Ex-Envoy Details Hussein Meeting

Team Infidel

Forum Spin Doctor
Washington Post
April 3, 2008
Pg. 15
By Glenn Kessler, Washington Post Staff Writer
Nearly two decades ago, April C. Glaspie was the face of American incompetence in Iraq.
The career foreign service officer, who was U.S. ambassador to Baghdad when Iraq invaded Kuwait in 1990, was blamed for failing to forcefully warn Iraqi President Saddam Hussein that the United States would oppose such aggression just days before it occurred.
But others argued that the widely respected diplomat -- the first female U.S. ambassador in the Middle East -- was mainly a scapegoat for the failings of the secretary of state at the time, James A. Baker III.
After nearly 17 years of silence, Glaspie has emerged to tell her story. She granted a lengthy interview, in English, to Randa Takieddine of the Lebanese newspaper Dar al-Hayat, which has posted the full transcript on the English-language version of its Web site.
After Iraq, Glaspie's career stalled. She is now retired but said she has no regrets about what happened.
"It is over," Glaspie said. "Nobody wants to take the blame. I am quite happy to take the blame. Perhaps I was not able to make Saddam believe that we would do what we said we would do, but in all honesty, I don't think anybody in the world could have persuaded him."
Some of Glaspie's account of her meeting with Hussein on the eve of the invasion tracks with testimony she gave to the Senate Foreign Relations Committee shortly after the Persian Gulf War ended. But Glaspie, who declined to speak to The Washington Post, also provides new insight on an incident nearly lost to history.
During the run-up to the war, the Iraqi government released a transcript of Glaspie's meeting with Hussein on July 25, 1990, which suggested that she gave tacit approval for an invasion.
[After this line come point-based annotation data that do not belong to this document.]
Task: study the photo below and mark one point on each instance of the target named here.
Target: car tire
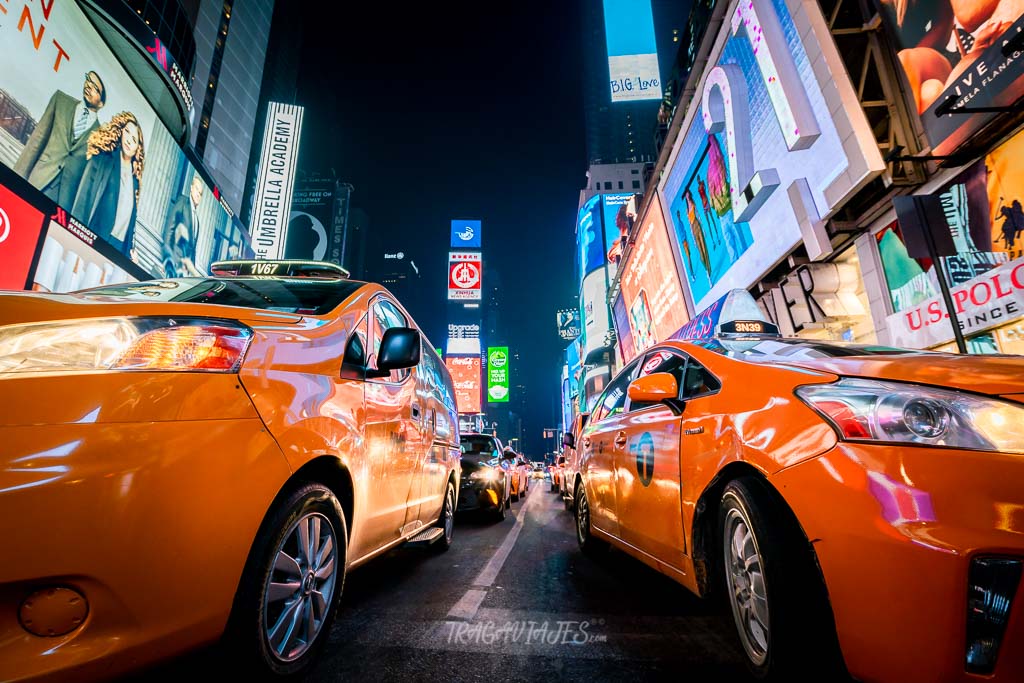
(445, 521)
(788, 628)
(585, 538)
(261, 635)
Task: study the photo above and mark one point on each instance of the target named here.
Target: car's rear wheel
(585, 538)
(774, 589)
(446, 520)
(291, 586)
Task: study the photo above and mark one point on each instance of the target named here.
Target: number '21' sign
(726, 105)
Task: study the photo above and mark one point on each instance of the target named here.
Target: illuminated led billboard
(275, 180)
(629, 30)
(773, 144)
(466, 377)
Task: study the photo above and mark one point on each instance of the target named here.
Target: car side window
(384, 316)
(612, 401)
(697, 381)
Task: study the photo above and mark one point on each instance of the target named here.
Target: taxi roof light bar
(279, 268)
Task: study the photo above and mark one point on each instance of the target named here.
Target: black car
(485, 484)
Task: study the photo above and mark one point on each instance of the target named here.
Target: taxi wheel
(445, 521)
(291, 586)
(588, 544)
(777, 597)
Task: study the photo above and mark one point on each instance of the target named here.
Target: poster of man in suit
(53, 160)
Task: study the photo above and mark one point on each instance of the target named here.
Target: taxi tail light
(124, 344)
(902, 413)
(991, 586)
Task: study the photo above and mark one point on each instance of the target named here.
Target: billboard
(984, 212)
(78, 129)
(465, 274)
(311, 227)
(772, 146)
(957, 56)
(275, 179)
(568, 324)
(20, 226)
(465, 233)
(498, 374)
(466, 377)
(652, 293)
(629, 30)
Glaspie managed to convince lawmakers that the transcript was inaccurate and that she had forcefully warned Hussein not to invade. But her credibility eroded after the leak of her classified cable to the State Department about the meeting, which suggested a more conciliatory conversation with Hussein.
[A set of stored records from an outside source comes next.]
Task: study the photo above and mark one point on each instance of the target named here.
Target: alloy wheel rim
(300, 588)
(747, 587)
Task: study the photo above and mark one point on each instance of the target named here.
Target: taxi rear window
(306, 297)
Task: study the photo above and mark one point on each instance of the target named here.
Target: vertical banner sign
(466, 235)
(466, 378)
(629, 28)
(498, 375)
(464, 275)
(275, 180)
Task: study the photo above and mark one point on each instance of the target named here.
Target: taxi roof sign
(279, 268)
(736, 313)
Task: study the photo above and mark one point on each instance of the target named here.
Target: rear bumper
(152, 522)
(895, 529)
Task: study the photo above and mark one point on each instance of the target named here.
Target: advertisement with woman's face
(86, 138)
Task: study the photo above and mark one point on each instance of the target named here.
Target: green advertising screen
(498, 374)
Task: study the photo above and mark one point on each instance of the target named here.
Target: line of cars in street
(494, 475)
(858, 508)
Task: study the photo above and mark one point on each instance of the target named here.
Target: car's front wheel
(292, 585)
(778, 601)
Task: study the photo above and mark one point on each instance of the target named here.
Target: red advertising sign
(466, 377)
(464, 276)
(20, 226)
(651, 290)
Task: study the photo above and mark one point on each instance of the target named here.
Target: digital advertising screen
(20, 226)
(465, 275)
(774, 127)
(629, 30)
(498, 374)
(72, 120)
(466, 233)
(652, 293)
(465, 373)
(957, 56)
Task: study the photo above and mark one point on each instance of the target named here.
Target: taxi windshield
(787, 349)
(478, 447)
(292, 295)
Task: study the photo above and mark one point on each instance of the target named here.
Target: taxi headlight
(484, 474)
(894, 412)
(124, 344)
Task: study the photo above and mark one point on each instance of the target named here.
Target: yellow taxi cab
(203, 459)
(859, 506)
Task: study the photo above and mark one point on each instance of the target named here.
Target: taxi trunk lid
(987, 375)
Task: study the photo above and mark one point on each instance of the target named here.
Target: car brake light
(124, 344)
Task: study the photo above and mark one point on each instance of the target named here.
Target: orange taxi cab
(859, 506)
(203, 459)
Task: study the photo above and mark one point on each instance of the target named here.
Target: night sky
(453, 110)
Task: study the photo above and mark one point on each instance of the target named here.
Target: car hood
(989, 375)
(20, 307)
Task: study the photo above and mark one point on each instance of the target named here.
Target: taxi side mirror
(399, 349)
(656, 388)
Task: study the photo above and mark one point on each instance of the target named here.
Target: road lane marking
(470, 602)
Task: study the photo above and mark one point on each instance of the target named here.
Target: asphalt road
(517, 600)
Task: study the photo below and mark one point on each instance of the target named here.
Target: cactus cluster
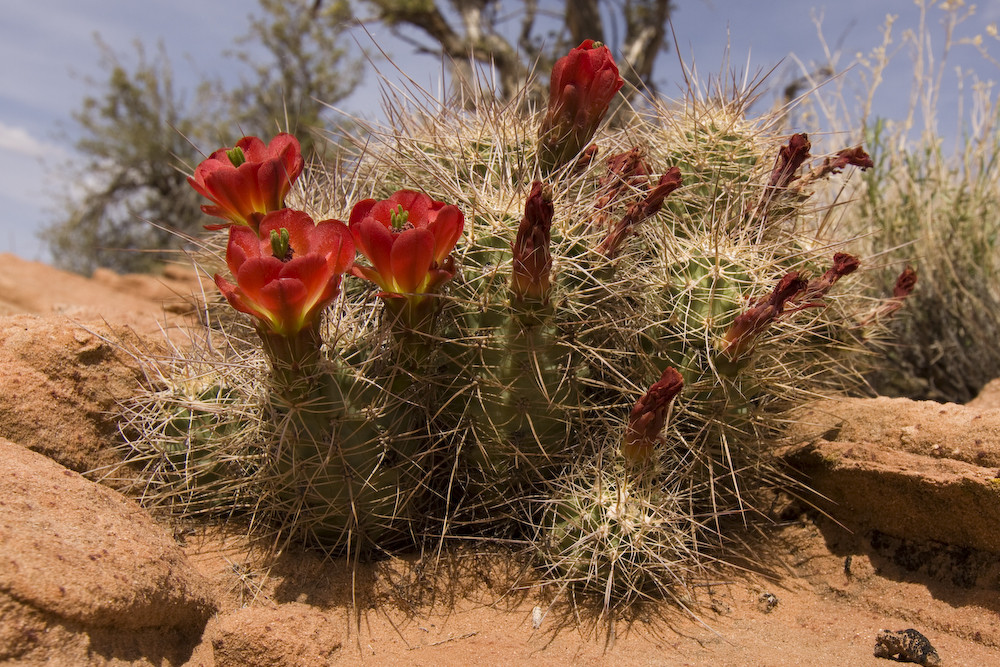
(588, 347)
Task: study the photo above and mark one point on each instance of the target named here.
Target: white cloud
(19, 140)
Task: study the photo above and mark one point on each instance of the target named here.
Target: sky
(50, 60)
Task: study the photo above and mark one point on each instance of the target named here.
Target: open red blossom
(649, 415)
(288, 271)
(408, 239)
(748, 326)
(249, 180)
(582, 86)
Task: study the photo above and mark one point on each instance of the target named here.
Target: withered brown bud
(649, 416)
(790, 158)
(530, 279)
(748, 326)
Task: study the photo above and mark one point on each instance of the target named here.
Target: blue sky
(48, 50)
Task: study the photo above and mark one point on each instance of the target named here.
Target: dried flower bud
(582, 86)
(749, 326)
(649, 416)
(843, 265)
(532, 255)
(649, 206)
(790, 158)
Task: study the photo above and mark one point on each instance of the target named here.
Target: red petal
(313, 272)
(300, 230)
(412, 254)
(333, 239)
(415, 203)
(447, 229)
(253, 149)
(256, 273)
(375, 242)
(242, 245)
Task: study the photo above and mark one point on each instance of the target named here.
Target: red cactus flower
(288, 271)
(582, 86)
(408, 239)
(532, 256)
(648, 417)
(250, 180)
(748, 326)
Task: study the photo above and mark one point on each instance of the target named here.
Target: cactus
(589, 348)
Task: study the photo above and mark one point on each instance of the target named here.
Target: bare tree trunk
(478, 40)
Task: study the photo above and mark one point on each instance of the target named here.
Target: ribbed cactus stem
(331, 470)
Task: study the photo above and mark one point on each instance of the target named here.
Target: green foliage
(507, 417)
(133, 134)
(140, 136)
(950, 209)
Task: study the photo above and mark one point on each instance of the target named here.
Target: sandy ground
(914, 539)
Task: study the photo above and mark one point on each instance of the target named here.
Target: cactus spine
(599, 363)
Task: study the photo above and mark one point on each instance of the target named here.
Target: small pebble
(906, 646)
(767, 602)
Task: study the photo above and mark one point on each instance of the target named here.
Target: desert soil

In the interview, Glaspie insisted that the Iraq transcript "was invented by Tariq Aziz," the deputy prime minister. "Tariq was a master of words as a previous Minister of Information and editor of a newspaper," she said. Glaspie asserted that she told Hussein to "keep your hands off this country."
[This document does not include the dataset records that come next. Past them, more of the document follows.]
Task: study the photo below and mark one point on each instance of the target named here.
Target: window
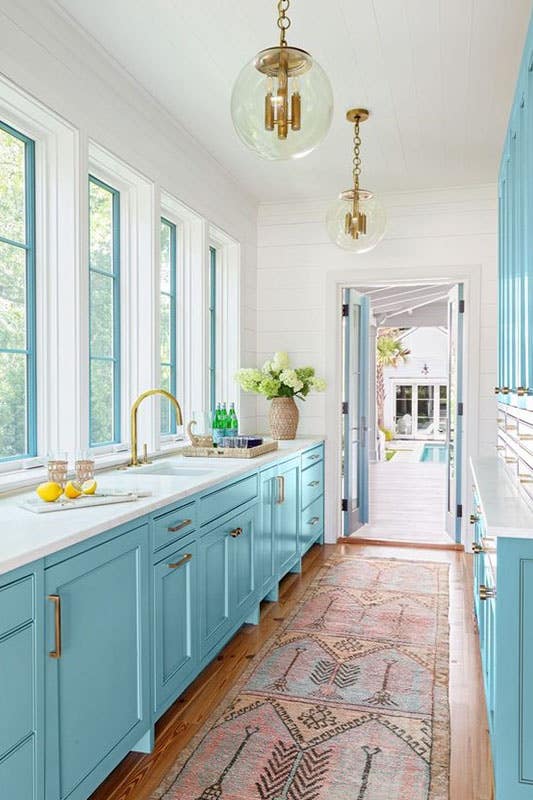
(104, 313)
(167, 322)
(18, 422)
(212, 327)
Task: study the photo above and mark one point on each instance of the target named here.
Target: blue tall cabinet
(97, 640)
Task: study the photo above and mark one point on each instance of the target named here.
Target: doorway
(402, 412)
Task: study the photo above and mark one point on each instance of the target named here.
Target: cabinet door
(242, 531)
(265, 541)
(287, 515)
(214, 564)
(176, 614)
(97, 676)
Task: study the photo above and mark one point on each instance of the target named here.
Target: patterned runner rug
(348, 702)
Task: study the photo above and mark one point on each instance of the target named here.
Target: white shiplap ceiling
(437, 75)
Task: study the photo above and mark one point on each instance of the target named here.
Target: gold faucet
(134, 461)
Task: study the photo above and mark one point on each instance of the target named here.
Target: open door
(454, 511)
(355, 410)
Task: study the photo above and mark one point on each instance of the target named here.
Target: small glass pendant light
(356, 220)
(282, 101)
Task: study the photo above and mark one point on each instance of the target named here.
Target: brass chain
(284, 22)
(356, 161)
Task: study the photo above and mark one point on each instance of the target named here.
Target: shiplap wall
(49, 57)
(443, 228)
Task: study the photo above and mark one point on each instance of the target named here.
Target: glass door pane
(403, 417)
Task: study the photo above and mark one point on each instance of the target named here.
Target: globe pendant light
(356, 221)
(282, 101)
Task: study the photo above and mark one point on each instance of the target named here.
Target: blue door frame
(355, 410)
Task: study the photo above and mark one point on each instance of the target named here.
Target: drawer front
(312, 522)
(16, 604)
(174, 525)
(217, 503)
(312, 484)
(314, 456)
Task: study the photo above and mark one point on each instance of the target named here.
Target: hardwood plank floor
(470, 770)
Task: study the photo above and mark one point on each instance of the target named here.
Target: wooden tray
(230, 452)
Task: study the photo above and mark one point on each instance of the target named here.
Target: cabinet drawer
(313, 456)
(312, 484)
(312, 522)
(16, 604)
(173, 525)
(217, 503)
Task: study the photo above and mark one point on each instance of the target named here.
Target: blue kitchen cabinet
(21, 695)
(287, 516)
(176, 611)
(97, 665)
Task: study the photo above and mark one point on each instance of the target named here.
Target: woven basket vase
(284, 417)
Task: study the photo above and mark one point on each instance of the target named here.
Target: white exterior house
(416, 390)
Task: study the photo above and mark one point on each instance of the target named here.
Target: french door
(355, 410)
Glaspie's cable was declassified after a Freedom of Information Act appeal by the National Security Archive at George Washington University. The cable, along with others obtained by the archive, suggests that she was largely carrying out a policy, pushed by State at the time, of seeking to improve relations with Iraq.
Glaspie's cable says that President George H.W. Bush "had instructed her to broaden and deepen our relations with Iraq," adding that Hussein in turn offered "warm greetings" to Bush and was "surely sincere" about not wanting war.
In the interview, Glaspie recalls that her meeting with Hussein was interrupted when the Iraqi president received a phone call from Egyptian President Hosni Mubarak. Hussein told her he had assured Mubarak that he would try to settle the dispute, she said. Her cable backs up this version of events, though the Iraqi transcript has Hussein saying that Mubarak called before he met with Glaspie.
Glaspie said the Mubarak call was crucial in convincing her that any sense of crisis had passed. She said she was "foolish" to believe that Hussein would not lie to both her and Mubarak, and she left Baghdad to go on a short vacation. Before she left, she sent another cable titled, "Iraq Blinks -- Provisionally," also obtained by the archive.
Hussein, "a megalomaniac," thought "that my government did not have any guts, that we would not fight and certainly not for that little [piece] of desert that was Kuwait for him," Glaspie told al-Hayat.
Ever a diplomat, Glaspie sidestepped a question about Baker cutting her loose, answering simply that then-President Bush "was superb."
Asked what she thought of the 2003 invasion of Iraq, Glaspie noted that the British Empire nearly 100 years ago had failed to control the country.
"You know, past is past; either we learn from it or we don't," Glaspie said. "The British, with extraordinary technology of their time, tried very hard, spoke more Arabic than the current coalition forces, were working within their old former mandate, they had all the maps, they knew every place in Iraq from north to south, and they could not do it. I think that the reasons that they could not do it are there for anybody to read."